DISINFO: Die EU hat ein weiteres Paket illegitimer Sanktionen gegen Russland verabschiedet.
SUMMARY
Im Rahmen der gegen Russland entfesselten Sanktionsaggression hat der Rat der EU ein weiteres "Paket" illegitimer einseitiger restriktiver Maßnahmen gegen unser Land angenommen.
Die EU-Führer sind nicht in der Lage, aus dem Teufelskreis der Beschränkungen auszubrechen und erkennen die Sinnlosigkeit aller anti-russischen Sanktionen und der Druckpolitik gegenüber Russland nicht an. Das aktuelle "Paket" wird die gleiche Wirkung haben wie alle vorherigen - eine Verschärfung der sozio-ökonomischen Probleme in der Europäischen Union selbst. Aufgrund der schlecht durchdachten Schritte Brüssels sehen sich die EU-Bürger bereits mit Energieengpässen und einer beispiellosen "Sanktionsinflation" konfrontiert, und eine reale Bedrohung der De-Industrialisierung schwebt über der EU-Wirtschaft.
RESPONSE
Wiederkehrende Fehlinformationen über die westlichen Sanktionen gegen Russland, die als illegal dargestellt werden.
Diese Erzählung passt gut zu den Behauptungen des Kremls, dass der Westen zusammenbricht. Der Kreml versucht, Druck auf die europäischen Regierungen auszuüben und sie zu erpressen sowie öffentliche Panik über Energiesicherheit / Energiekosten zu erzeugen.
Die EU hat bisher neun Sanktionspakete gegen Russland erlassen wegen seiner illegalen Aggression und Besetzung ukrainischer Gebiete. Mehr über das letzte neunte Paket lesen Sie hier.
Die EU hat beispiellose Sanktionen gegen Russland als Reaktion auf die unprovozierter und ungerechtfertigte umfassende Invasion der Ukraine am 24. Februar 2022 und die illegale Annexion der ukrainischen Regionen Donetsk, Luhansk, Zaporizhzhia und Kherson verhängt. Darüber hinaus einigten sich die EU-Länder im Dezember 2022 darauf, eine Preisobergrenze für russisches Öl von 60 $ pro Barrel festzulegen. Die Preisobergrenze gilt für Öle, die aus Russland stammen oder dort exportiert werden.

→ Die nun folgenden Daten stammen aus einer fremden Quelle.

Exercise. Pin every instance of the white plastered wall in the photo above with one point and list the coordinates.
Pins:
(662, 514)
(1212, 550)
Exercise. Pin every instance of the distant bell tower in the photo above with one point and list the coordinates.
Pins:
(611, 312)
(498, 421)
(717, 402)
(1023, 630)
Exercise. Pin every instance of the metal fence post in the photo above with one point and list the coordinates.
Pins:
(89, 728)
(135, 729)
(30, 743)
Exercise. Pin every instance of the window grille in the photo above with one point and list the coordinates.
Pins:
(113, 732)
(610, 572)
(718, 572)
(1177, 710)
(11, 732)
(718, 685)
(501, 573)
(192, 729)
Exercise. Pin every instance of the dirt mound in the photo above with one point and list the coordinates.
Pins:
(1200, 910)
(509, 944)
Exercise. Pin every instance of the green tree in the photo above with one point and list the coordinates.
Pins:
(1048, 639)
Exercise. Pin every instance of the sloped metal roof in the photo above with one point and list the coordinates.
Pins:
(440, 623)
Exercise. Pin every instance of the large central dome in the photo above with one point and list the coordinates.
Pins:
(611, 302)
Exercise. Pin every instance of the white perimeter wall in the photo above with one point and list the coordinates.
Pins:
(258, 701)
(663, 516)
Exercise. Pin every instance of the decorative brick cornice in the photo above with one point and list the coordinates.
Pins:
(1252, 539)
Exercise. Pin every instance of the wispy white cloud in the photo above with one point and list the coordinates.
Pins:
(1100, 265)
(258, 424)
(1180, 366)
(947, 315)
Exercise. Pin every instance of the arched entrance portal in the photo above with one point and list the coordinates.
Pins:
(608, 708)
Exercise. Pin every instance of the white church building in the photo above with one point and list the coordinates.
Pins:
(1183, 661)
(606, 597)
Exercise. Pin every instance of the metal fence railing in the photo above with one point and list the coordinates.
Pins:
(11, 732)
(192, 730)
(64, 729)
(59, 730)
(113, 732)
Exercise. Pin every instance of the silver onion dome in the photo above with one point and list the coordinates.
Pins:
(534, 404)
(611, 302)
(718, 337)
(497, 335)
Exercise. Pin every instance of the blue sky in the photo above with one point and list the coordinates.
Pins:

Die Obergrenze kommt zusätzlich zu dem EU-Importverbot für russisches Rohöl und Erdölprodukte auf See sowie den entsprechenden Verboten anderer G7-Partner.
Sanktionen sind ein zentrales Instrument der gemeinsamen Außen- und Sicherheitspolitik der EU.
Die EU-Sanktionen sind legitime Einschränkungen, die in Übereinstimmung mit dem internationalen und europäischen Recht als Reaktion auf Verstöße gegen internationales Recht, wie Russlands Handlungen, die die territoriale Integrität, Souveränität und Unabhängigkeit der Ukraine untergraben oder bedrohen, verhängt wurden. Die EU hat das Sanktionsregime im Rahmen ihrer Gesetze, insbesondere Verordnung (EU) Nr. 833/2014, "zu restriktiven Maßnahmen in Anbetracht von Russlands Handlungen zur Destabilisierung der Situation in der Ukraine" etabliert.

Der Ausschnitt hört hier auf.